I need guidance on how to make a new virtual environment.

Hi @Iffat_Arisa

Here’s my recommendation for creating a new virtual environment with Conda and installing PennyLane and quimb:

  1. Install Miniconda following the instructions here.
  2. Open your terminal (mac) or command line (Windows).
  3. Create a new Conda environment with: conda create --name <name_of_your_environment> python=3.10
  4. Activate the environment with: conda activate <name_of_your_environment>
  5. Install PennyLane with: python -m pip install pennylane
  6. Install other useful packages with: python -m pip install jupyter matplotlib quimb

Note that you will be installing 4 packages here: PennyLane, Jupyter, Matplotlib, and quimb.

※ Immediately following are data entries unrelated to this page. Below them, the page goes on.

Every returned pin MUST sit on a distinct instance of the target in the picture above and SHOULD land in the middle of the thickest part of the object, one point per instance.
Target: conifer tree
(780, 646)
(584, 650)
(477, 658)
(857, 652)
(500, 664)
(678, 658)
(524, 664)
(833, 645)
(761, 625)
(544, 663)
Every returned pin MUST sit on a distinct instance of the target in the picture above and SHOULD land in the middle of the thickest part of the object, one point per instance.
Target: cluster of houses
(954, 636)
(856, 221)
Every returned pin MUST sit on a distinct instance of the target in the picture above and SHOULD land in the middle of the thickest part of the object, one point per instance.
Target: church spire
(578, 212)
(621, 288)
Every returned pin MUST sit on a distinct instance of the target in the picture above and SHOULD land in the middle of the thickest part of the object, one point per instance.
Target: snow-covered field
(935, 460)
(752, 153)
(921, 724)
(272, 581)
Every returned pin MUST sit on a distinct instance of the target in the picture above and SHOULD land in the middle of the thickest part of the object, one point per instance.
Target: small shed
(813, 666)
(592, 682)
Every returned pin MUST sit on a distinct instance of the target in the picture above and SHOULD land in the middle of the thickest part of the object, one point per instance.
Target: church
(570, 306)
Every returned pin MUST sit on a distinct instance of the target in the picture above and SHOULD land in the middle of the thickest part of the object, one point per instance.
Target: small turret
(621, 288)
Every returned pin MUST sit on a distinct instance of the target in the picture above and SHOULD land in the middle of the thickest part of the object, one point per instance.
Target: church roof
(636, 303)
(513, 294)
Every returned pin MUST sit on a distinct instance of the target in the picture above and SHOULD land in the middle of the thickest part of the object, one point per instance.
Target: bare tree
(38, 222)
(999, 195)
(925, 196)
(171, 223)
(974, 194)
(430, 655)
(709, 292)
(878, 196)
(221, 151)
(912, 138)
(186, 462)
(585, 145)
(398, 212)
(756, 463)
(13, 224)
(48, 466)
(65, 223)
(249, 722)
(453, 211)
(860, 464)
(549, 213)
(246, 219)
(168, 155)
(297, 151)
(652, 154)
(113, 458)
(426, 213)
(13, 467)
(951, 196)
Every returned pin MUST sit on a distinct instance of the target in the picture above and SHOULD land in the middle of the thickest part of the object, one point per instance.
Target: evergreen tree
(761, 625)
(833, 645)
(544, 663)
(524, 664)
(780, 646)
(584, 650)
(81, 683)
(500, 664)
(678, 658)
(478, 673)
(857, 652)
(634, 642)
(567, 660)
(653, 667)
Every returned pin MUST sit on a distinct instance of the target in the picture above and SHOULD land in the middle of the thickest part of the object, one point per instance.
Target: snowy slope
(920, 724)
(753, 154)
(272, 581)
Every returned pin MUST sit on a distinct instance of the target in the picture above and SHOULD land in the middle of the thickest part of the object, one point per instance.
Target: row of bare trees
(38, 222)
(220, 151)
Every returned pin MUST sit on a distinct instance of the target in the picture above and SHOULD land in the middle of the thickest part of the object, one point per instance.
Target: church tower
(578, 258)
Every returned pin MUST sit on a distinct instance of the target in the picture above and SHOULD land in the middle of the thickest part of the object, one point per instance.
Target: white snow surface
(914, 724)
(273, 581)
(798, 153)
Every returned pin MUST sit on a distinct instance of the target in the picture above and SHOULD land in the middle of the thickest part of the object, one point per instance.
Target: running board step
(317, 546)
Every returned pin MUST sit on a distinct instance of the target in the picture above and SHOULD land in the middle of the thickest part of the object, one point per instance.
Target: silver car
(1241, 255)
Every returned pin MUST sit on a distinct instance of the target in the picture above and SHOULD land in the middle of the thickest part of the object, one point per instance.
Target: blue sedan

Also, note that where it says <name_of_your_environment> you can choose any name that you want.

I’ve tested it on a mac and this works, let me know if it works for you too!

Before installing, would I uninstall the current conda, python, jupiter, matplotlib, quimb?

Hi @Iffat_Arisa, there’s no need. When you create a new virtual environment it will be like a blank page. When you install these libraries within the environment your program will look there first. If it doesn’t find them then sometimes it will look in other places (if something didn’t get installed correctly), but normally everything should be isolated in the environment.